Each layer in the overlay step is generated under the following rules:

  1. The overlay step for previous parts must have been executed before processing the overlay step for a part.

  2. If the part declares no overlay parameters, its layer in the overlay step is empty.

  3. Otherwise, enable the mechanism that handles filesystem layering, and assemble the layer stack up to the part being processed.

  4. Install overlay packages on top of the layer stack, and execute the user script if defined.

  5. Disable the mechanism that handles filesystem layering.

  6. Generate the overlay step state.

Staging Overlay Files

When executing the stage step for a part that declares overlay content, the consolidated content generated in the overlay step is added to the common stage area along with artifacts resulting from the part’s build step. Files from overlay and part install may overlap as long as they don’t conflict. Conflicting files can be resolved using stage or overlay file filters.

Staging any part that declares overlay content cause the consolidated overlay content be staged. The overlay files remain in the stage area until all parts that specify overlay parameters are cleaned. Because multiple parts can modify the same file, only the final version of the file is staged. This final version, not the intermediate version, of the file is what is made available to relevant parts during the build step.


Overlay files may be adjusted to work better on a non-root filesystem environment (such as converting absolute paths to relative path in symbolic link targets), but must not be changed in a way that precludes it from running correctly on a root filesystem environment (such as setting an absolute path to a non-root environment in a configuration file).
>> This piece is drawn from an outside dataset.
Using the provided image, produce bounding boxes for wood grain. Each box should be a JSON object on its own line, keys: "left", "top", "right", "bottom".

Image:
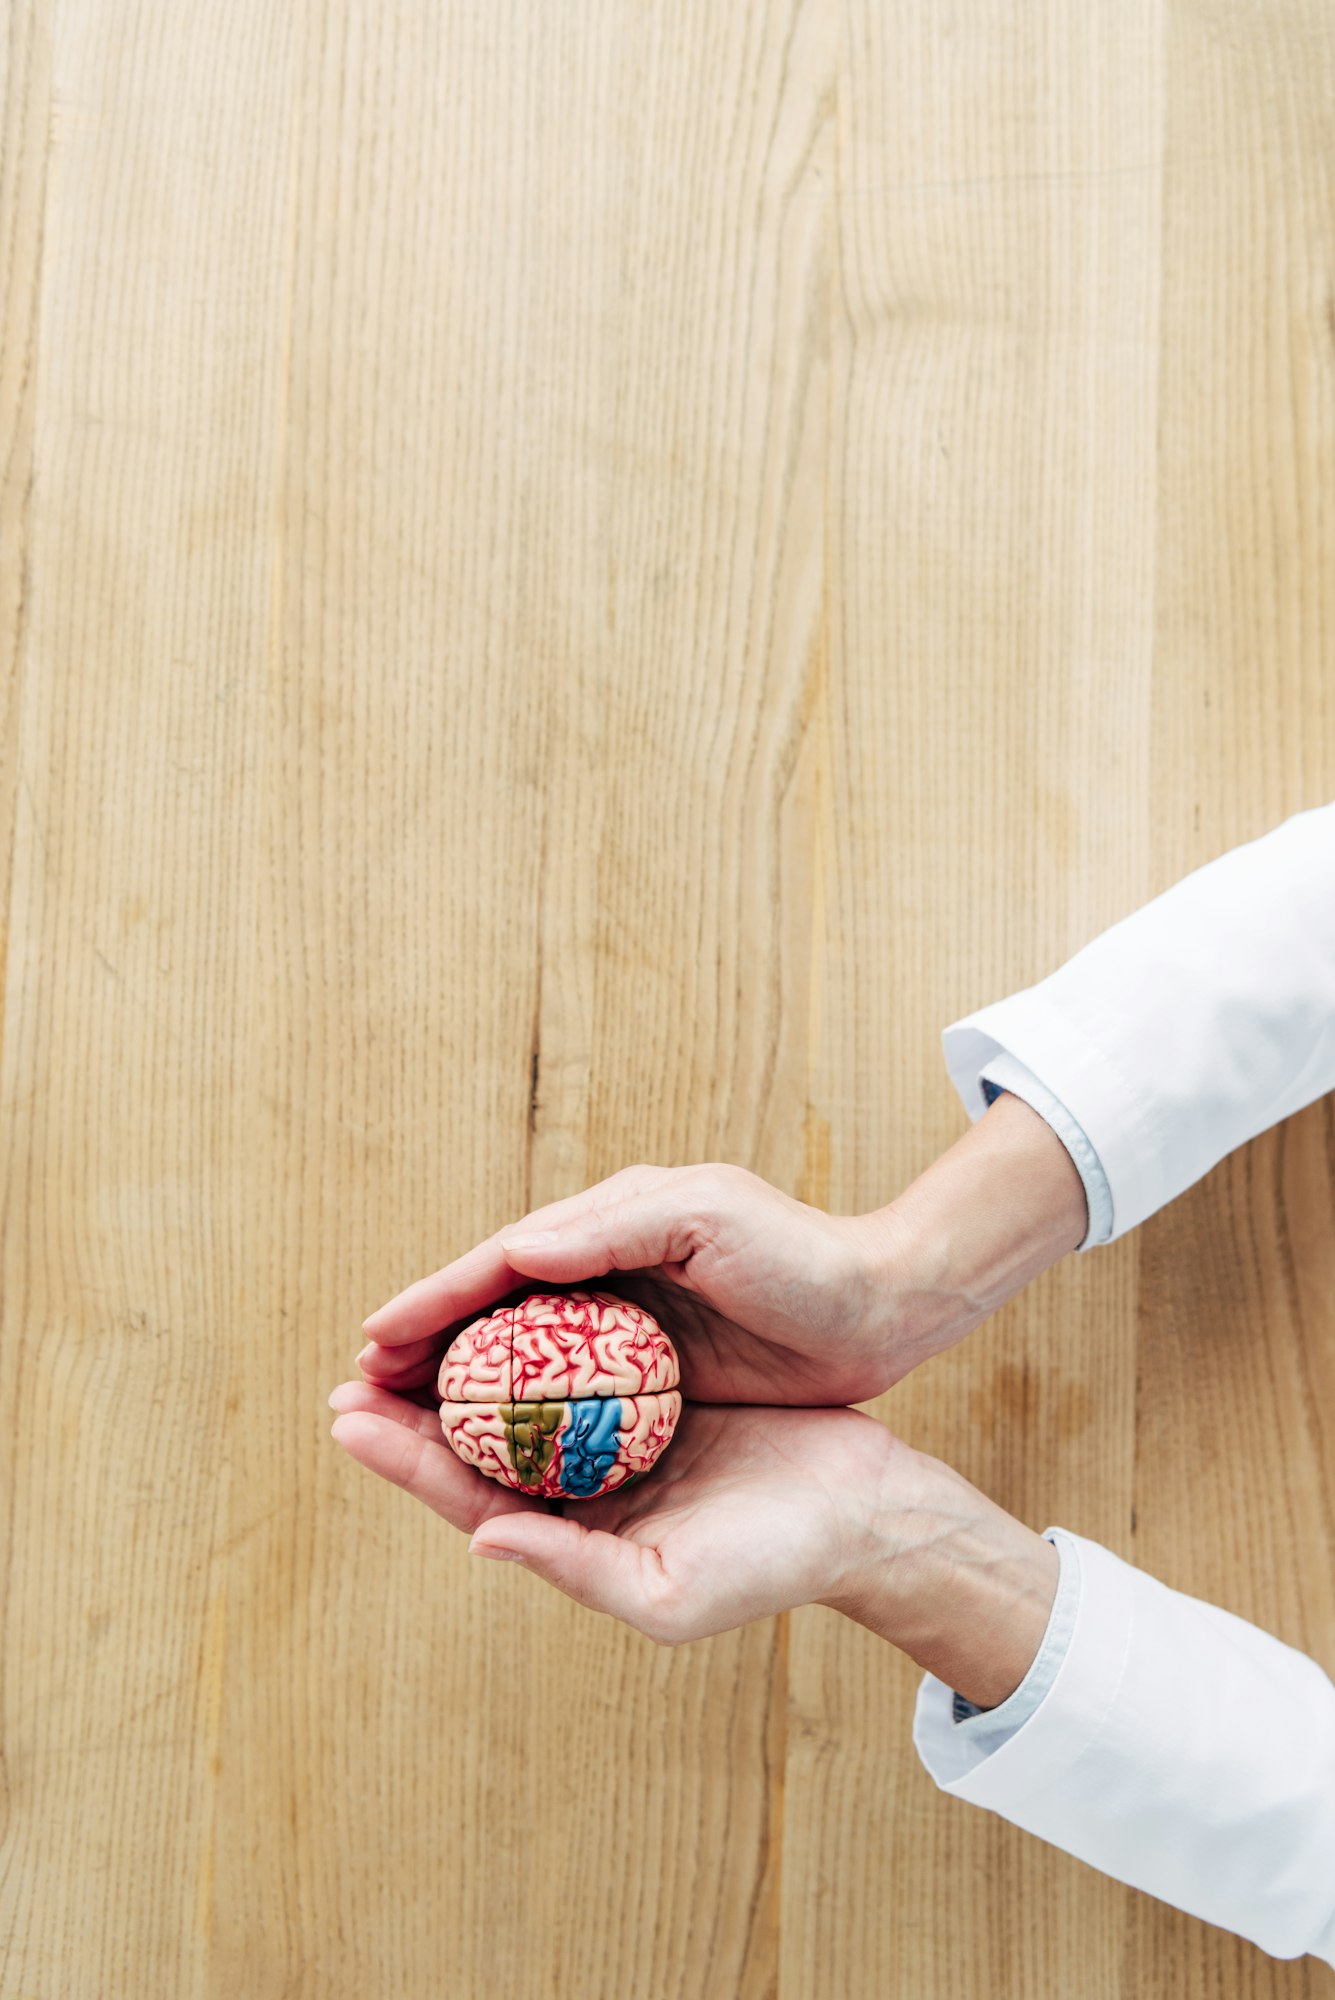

{"left": 2, "top": 2, "right": 1332, "bottom": 1994}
Overlay Package Installation

Overlay packages are downloaded in the pull stage into a package cache area and made available for installation during the overlay stage, from sources configured in the overlay base image. The package cache layer may be placed between the base layer and the layer for the 1st part, using the logic defined in Layers.

The package cache layer is not visible as part of the final overlay filesystem as seen by other parts during the build step, nor are its files migrated from the build to the stage step. This means that the package cache layer may be removed from the layer stack after the overlay packages are installed without affecting subsequent steps.

Note that the package installation process runs in the context of the overlay filesystem (i.e. considering the base filesystem as the root filesystem) so that package maintainer scripts are always executed correctly.

Overlay State

The overlay state for a particular part includes the overlay script and any overlay filesets. The list of overlay packages is included in the state of the pull step, so if the list of overlay packages is changed, the pull step for the part will re-run. If the overlay is visible to a part, the overlay integrity code is added to future steps of the part, ensuring proper invalidation of those steps if overlay data changes.